In a world where CO₂ emissions are a major driver of global warming, CCS is seen as a crucial part of the toolkit for countries aiming to reach net-zero emissions, including Indonesia. According to the International Energy Agency (IEA), CCS could contribute to 14% of the cumulative emissions reductions needed by 2050 under the Sustainable Development Scenario.
How Does CCS Work?
Carbon Capture and Storage involves three primary stages:
1. Capture
This initial phase focuses on separating CO₂ from other gases produced during industrial processes or energy generation. The separation process typically involves techniques such as chemical absorption, physical adsorption, or membrane filtration to isolate CO₂ from gases like nitrogen, oxygen, water vapor, and sulfur compounds.
There are three main methods used in capture technologies:
- Post-combustion capture: CO₂ is removed from flue gases after burning fuel, using chemical solvents like amines.
- Pre-combustion capture: Fuel is processed before burning, producing a mix of hydrogen and CO₂. The CO₂ is captured before combustion.
- Oxy-fuel combustion: Fuel is burned in pure oxygen, producing a CO₂-rich exhaust that’s easier to capture.
2. Transport
Once the CO₂ is captured, it needs to be transported to a secure storage site. This usually involves compressing the CO₂ into a dense fluid so it can move more efficiently.
Transport methods include:
- Pipelines – the most common and efficient method, especially for long distances.
- Ships – useful when moving CO₂ between islands or across seas.
- Trucks or trains – typically used for short-distance or pilot-scale projects.
Just like how oil and gas are distributed, CO₂ transport networks are a key part of enabling wide-scale CCS deployment.
3. Storage
In the final step, the CO₂ is injected deep underground, typically more than 800 meters below the Earth’s surface into natural geological formations.

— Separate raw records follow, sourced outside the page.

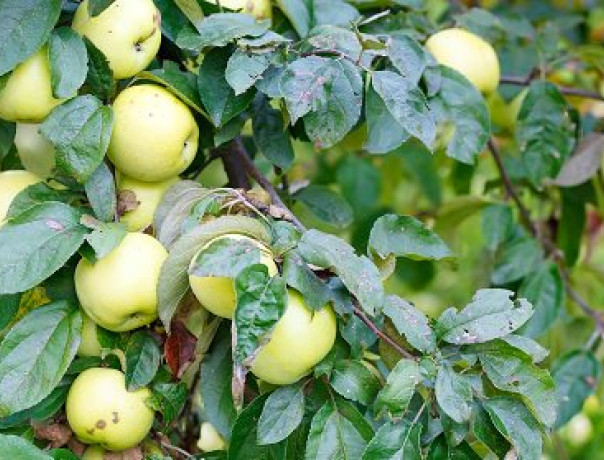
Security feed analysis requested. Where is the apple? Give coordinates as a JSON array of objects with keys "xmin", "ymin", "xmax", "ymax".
[
  {"xmin": 0, "ymin": 46, "xmax": 64, "ymax": 123},
  {"xmin": 0, "ymin": 170, "xmax": 42, "ymax": 222},
  {"xmin": 71, "ymin": 0, "xmax": 161, "ymax": 80},
  {"xmin": 116, "ymin": 174, "xmax": 179, "ymax": 232},
  {"xmin": 189, "ymin": 234, "xmax": 278, "ymax": 318},
  {"xmin": 15, "ymin": 123, "xmax": 55, "ymax": 179},
  {"xmin": 65, "ymin": 367, "xmax": 154, "ymax": 450},
  {"xmin": 78, "ymin": 311, "xmax": 102, "ymax": 356},
  {"xmin": 75, "ymin": 233, "xmax": 168, "ymax": 332},
  {"xmin": 208, "ymin": 0, "xmax": 273, "ymax": 19},
  {"xmin": 197, "ymin": 422, "xmax": 226, "ymax": 452},
  {"xmin": 426, "ymin": 28, "xmax": 499, "ymax": 94},
  {"xmin": 107, "ymin": 84, "xmax": 199, "ymax": 182},
  {"xmin": 251, "ymin": 289, "xmax": 337, "ymax": 385}
]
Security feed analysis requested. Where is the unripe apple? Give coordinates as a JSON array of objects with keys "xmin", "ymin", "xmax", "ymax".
[
  {"xmin": 65, "ymin": 368, "xmax": 154, "ymax": 450},
  {"xmin": 252, "ymin": 289, "xmax": 337, "ymax": 385},
  {"xmin": 0, "ymin": 170, "xmax": 42, "ymax": 222},
  {"xmin": 0, "ymin": 46, "xmax": 64, "ymax": 123},
  {"xmin": 426, "ymin": 28, "xmax": 499, "ymax": 94},
  {"xmin": 75, "ymin": 233, "xmax": 168, "ymax": 332},
  {"xmin": 117, "ymin": 174, "xmax": 179, "ymax": 232},
  {"xmin": 107, "ymin": 85, "xmax": 199, "ymax": 182},
  {"xmin": 197, "ymin": 422, "xmax": 226, "ymax": 452},
  {"xmin": 189, "ymin": 234, "xmax": 277, "ymax": 318},
  {"xmin": 72, "ymin": 0, "xmax": 161, "ymax": 80},
  {"xmin": 208, "ymin": 0, "xmax": 273, "ymax": 19},
  {"xmin": 15, "ymin": 123, "xmax": 55, "ymax": 179},
  {"xmin": 78, "ymin": 311, "xmax": 102, "ymax": 356}
]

Common storage sites include:
- Depleted oil and gas fields: Geological formations that previously held oil and natural gas for millions of years, demonstrating their capacity to securely contain fluids over long periods.
- Saline aquifers: Deep, porous rock formations saturated with highly saline (salty) water, which are well-suited for CO₂ storage due to their widespread availability and volume.

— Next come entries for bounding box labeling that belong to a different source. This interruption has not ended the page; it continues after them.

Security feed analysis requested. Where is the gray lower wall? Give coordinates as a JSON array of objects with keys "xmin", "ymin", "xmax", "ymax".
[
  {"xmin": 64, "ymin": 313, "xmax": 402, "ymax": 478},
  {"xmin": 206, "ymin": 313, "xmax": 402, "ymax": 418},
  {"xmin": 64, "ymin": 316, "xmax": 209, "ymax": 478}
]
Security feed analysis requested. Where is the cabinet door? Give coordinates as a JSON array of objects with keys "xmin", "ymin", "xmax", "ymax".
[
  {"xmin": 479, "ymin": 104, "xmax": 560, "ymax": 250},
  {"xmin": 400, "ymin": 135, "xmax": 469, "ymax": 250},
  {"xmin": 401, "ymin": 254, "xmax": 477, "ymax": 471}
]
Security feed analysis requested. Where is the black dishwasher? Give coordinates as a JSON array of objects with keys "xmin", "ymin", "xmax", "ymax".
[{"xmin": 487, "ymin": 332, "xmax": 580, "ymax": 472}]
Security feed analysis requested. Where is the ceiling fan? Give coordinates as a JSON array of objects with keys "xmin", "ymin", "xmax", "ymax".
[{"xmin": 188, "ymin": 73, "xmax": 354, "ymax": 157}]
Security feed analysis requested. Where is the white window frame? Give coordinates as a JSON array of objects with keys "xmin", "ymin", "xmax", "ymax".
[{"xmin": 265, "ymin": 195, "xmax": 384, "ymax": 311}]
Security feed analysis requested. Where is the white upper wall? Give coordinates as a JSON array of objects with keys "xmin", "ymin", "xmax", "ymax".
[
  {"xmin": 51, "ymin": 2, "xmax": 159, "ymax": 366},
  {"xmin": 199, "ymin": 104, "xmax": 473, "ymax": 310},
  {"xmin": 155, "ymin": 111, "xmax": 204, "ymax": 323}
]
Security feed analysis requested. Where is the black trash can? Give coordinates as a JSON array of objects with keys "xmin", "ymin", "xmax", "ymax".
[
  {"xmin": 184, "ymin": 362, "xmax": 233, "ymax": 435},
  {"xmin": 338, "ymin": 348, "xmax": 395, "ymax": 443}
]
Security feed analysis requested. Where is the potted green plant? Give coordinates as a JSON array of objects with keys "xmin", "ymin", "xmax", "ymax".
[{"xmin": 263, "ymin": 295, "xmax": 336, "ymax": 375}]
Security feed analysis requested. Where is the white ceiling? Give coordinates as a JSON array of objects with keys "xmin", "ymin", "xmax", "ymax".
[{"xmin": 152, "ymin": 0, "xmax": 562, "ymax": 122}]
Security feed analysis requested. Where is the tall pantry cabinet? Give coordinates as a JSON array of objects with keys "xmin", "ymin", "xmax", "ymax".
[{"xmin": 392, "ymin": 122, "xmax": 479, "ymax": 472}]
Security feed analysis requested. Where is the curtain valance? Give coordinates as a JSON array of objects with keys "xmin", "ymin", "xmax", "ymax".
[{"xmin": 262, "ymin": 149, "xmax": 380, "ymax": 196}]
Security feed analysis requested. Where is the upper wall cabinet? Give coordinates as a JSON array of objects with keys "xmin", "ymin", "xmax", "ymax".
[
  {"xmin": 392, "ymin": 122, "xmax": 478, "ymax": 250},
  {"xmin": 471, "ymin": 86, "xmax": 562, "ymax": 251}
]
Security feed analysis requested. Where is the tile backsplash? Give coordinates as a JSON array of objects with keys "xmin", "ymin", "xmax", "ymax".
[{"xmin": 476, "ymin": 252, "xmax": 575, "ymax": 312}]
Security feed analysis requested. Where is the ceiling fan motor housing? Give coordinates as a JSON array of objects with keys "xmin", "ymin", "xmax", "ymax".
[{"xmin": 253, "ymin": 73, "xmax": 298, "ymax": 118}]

- Unmineable coal seams: Deep coal layers that are too difficult or costly to mine. CO₂ can be injected into these seams and adsorbed onto the coal surface, potentially displacing methane that can then be recovered and used.
These underground formations are covered by layers of impermeable rock, acting like natural seals that keep the CO₂ trapped for thousands of years.
Once safely stored, the CO₂ no longer contributes to atmospheric emissions. That’s how CCS plays a critical role in decarbonizing industries and supporting long-term environmental sustainability for future generations.
CCS in Indonesia: A Step Toward a Green Economy
Indonesia has committed to reaching net-zero emissions by 2060. CCS is one of the priority technologies identified in the government’s roadmap to support a low-carbon future, especially in hard-to-abate sectors like cement, petrochemicals, and energy production.
As the country advances pilot projects and develops supporting regulations, CCS is increasingly recognized as a strategic complement to renewable energy. Its successful implementation could accelerate the shift toward a low-carbon economy, ensuring energy security while supporting long-term environmental goals.